Why entertainment keeps being the pitch

Galaxy's throughline is that performance is physical AI's most forgiving early market. A stage tolerates the imperfection a factory line or a private home will not; novelty is the product rather than a liability; and every show generates human-robot interaction data. That is the same logic behind Galaxy Robot Park, whose July preview shows sold out and which the company says will host more than 1,000 performances a year after a scheduled September 2026 opening. The summit appearance packages that thesis for an audience of policymakers and institutions rather than ticket-buyers.

The framing to watch is the "soul" language, which leans on emotion and companionship rather than capability.
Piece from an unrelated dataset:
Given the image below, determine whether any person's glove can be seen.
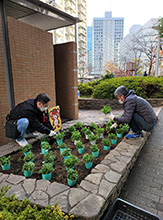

For a company that also builds celebrity AI avatars, casting AI as a keeper of "human love, memories and emotions" is a deliberate contrast with the productivity-and-labor pitch that dominates the humanoid industry. It is a differentiated story; it is also, for now, a story — the durable test remains repeat attendance and paying customers once the novelty of a robot on stage wears off.

Key Facts

  • Galaxy Corporation presented at the UN 'AI for Good' Summit finale in Geneva (announced July 16, 2026)
  • CEO Choi Yong-ho; slogan "Let's Give AI a Soul"
  • Showcased: live K-pop humanoid choreography, MACH33 robot fashion show, Galaxy Robot Park
  • Company says the finale drew 2,000+ attendees (self-reported)
  • Galaxy Robot Park: July previews sold out; 1,000+ annual performances claimed after a September 2026 opening

Why it matters

Physical AI's public narrative is being written mostly around warehouses and factory floors. Galaxy is pushing a second narrative — that entertainment is where audiences first touch the technology — and taking it to an international stage gives that argument reach it did not have from Seoul alone. Whether the summit spotlight converts into anything durable depends on the same unglamorous metric as the robot park itself: not applause, but people coming back and paying twice.

Frequently Asked

What did Galaxy present at the summit?

K-pop humanoid robots performing live choreography, the MACH33 robot fashion show and Galaxy Robot Park, at the finale of the UN 'AI for Good' Summit in Geneva, under the slogan "Let's Give AI a Soul." Galaxy says 2,000+ attended (self-reported).

What is Galaxy Robot Park?

A Seoul physical-AI entertainment venue built around permanent humanoid performances; its July previews sold out, with a September 2026 opening and a claimed 1,000+ performances a year.

Why take it to a UN summit?

To reframe entertainment robotics as a mainstream application of physical AI for a policy audience, and to position the company internationally ahead of its venue launch.

Disclosure: Embodied Wire has a commercial relationship with Galaxy Corporation. Coverage follows the same sourcing standard as all other companies, and self-reported figures are labeled as such.